Tek başıma yataktan kalkmaya çalıştım. Biraz zor da olsa doğrulmayı başardım. Telefona tekrar bildirim geldi. Heyecanla açıp baktım.

"Az önceki bana en fazla yarım saat yeter. Bekliyorum..."

Off dur bir resim çekeyim de atmayayım ama kalsın telefonda diyerek resmimi çekmeye başladım. Hiçbiri güzel değildi. Kiminde gözüm şaşı, kiminde ağzım tuhaf çıkıyordu. O sırada odamın kapısı tıklatılmadan açıldı. Hemen telefonu indirip korkuyla gelene baktım. Gül karşımdaydı.

"Uyandın mı canım. Ben de sen uyanma diye kapına vurmadan girdim.
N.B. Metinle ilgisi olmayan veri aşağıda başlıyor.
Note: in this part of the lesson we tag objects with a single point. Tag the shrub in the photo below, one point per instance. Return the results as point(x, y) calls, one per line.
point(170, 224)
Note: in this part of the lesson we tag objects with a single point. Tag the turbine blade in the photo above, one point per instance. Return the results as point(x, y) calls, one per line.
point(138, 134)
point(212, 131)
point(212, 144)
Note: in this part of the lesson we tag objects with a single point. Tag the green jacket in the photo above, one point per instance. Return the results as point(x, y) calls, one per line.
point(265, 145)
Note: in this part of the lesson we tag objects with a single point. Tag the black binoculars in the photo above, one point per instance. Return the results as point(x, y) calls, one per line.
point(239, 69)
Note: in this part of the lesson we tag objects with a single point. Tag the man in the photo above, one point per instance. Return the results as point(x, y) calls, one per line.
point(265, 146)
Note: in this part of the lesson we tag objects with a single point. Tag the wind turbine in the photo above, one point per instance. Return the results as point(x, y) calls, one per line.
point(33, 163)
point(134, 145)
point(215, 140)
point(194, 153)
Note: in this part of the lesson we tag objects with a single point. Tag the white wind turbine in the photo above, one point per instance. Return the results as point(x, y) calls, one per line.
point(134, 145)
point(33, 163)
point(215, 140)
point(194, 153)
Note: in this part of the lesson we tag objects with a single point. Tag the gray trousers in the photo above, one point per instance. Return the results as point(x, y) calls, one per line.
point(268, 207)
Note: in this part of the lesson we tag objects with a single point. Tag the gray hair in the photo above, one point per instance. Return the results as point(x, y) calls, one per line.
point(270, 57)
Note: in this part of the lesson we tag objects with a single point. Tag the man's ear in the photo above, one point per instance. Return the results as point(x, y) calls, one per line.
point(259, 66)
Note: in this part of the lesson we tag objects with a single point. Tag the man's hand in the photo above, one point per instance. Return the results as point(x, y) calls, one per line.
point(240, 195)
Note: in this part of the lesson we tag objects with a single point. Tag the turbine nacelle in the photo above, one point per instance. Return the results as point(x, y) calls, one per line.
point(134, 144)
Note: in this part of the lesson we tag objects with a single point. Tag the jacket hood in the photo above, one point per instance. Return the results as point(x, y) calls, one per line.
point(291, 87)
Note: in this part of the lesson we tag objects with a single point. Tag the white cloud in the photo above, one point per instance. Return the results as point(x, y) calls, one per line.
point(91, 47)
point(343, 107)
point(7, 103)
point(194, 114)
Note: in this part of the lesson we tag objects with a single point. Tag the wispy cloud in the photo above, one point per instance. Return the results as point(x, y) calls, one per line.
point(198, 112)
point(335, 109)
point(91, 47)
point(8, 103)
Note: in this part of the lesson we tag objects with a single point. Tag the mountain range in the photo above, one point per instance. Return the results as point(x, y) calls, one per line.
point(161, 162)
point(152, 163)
Öperek uyandıracaktım seni" dedi kıkırdayarak. Ben de az önceki panik halimden hızlıca çıkıp ona gülümsedim. Gül elimdeki telefona merak dolu gözlerle bakıyordu.

"Gökçen kendini mi çekiyordun? İstersen ben çekebilirim seni?" Diye sordu. Telefonu eline versem acaba mesaj gelir miydi? Ama ben kendimi çekemiyordum. Elimi tam düzgün bir açıyla tutamıyordum ki sargıda diye. Aslında fena fikir değildi.

"Olur çeksene ama yüzümü net al " dedim ve kamerayı açıp telefonu uzattım. Gül birkaç poz çekip telefonu bana uzattı. İncelediğimde fena değildi. Ama atmayacaktım tabii ki. Ne o öyle fotoğraf mı atacağım elin adamına.

"Hadi gidelim canım kahvaltı hazır." Diyerek koluma girdi.

"Gül içeriye gitmeden seninle konuşmak istediğim bir konu var. Hiç yalnız kalamadık canım. Uzun zamandır da Alihan'ı yanında göremedim. Bir problem yok değil mi?" Diye sordum. Gül'ün hemen gözleri doldu. Bir problem olduğu bariz belliydi artık.

"Gökçen aslında belli bir şey yok. Sadece aramız bu aralar açık."

"Neden peki canım?" Diye sordum üzgün gözlerle ona bakarak.

"Gökçen bu aralar, hatta uzun bir süredir, Alihan bana karşı çok ilgisiz. Ne oldu bilmiyorum ama adam bir anda değişti sanki. Sürekli Poyraz abim, Kuzey abim ve senin hakkında bana soru soruyor. Ne zaman buluşsak konu sizsiniz. Bu durum da beni rahatsız ettigi için büyük bir tartışma yaşadık. Ama arayıp sürekli görüşmek istiyor. Bir defa, sen hastanedeyken buluşmayı kabul ettim. Konu yine abim ve Kuzey abimden açılınca, onu orada bırakıp senin yanına geldim direkt. Bu durum çok rahatsız etti beni anlayacağın."

"Anladım canım üzülme sakın. Olayları bildiği için ilgisini çekti belki de. Bence geçici bir süreç bu. Kalbinin sesini dinle. Alihan'ı tanımıyorum o yüzden hakkında bir yorum yaparsam yanlış olur."

Gül bana gülümseyince, birlikte salondaki masaya yürüdük. Annem de masada oturmuş televizyona bakınıyordu. Bizi görünce gülümsedi.

"Günaydın canım" dedi annem.

"Günaydın annecim, ellerinize sağlık nefis gözüküyor" diyerek sofraya yerleştim. Hep birlikte kahvaltıya başlamıştık. Gül uzanamadığım kahvaltılıkları alıp tabağıma koyuyordu sağ olsun. Televizyonda Müge Anlı'nın sesi eşliğinde yemeğimizi yemeye devam ediyorduk. Telefonum masanın üstünde çalmaya başlayınca uzanıp aldım. Kuzey gıcığı görüntülü arıyordu. Hemen anneme bakıp panikle iptale bastım. Annem kafasını televizyondan çekmiş bana bakıyordu.

Telefonu masaya ekranı kapalı şeklinde koyup yemeğime devam etmeye niyetlendim ki bir daha telefon çalmaya başladı.

"Kız açsana belki önemlidir" diyen annemle köşeye sıkışıp tekrar meşgule attım. Mesaj sesi gelmeye başladı bu seferde.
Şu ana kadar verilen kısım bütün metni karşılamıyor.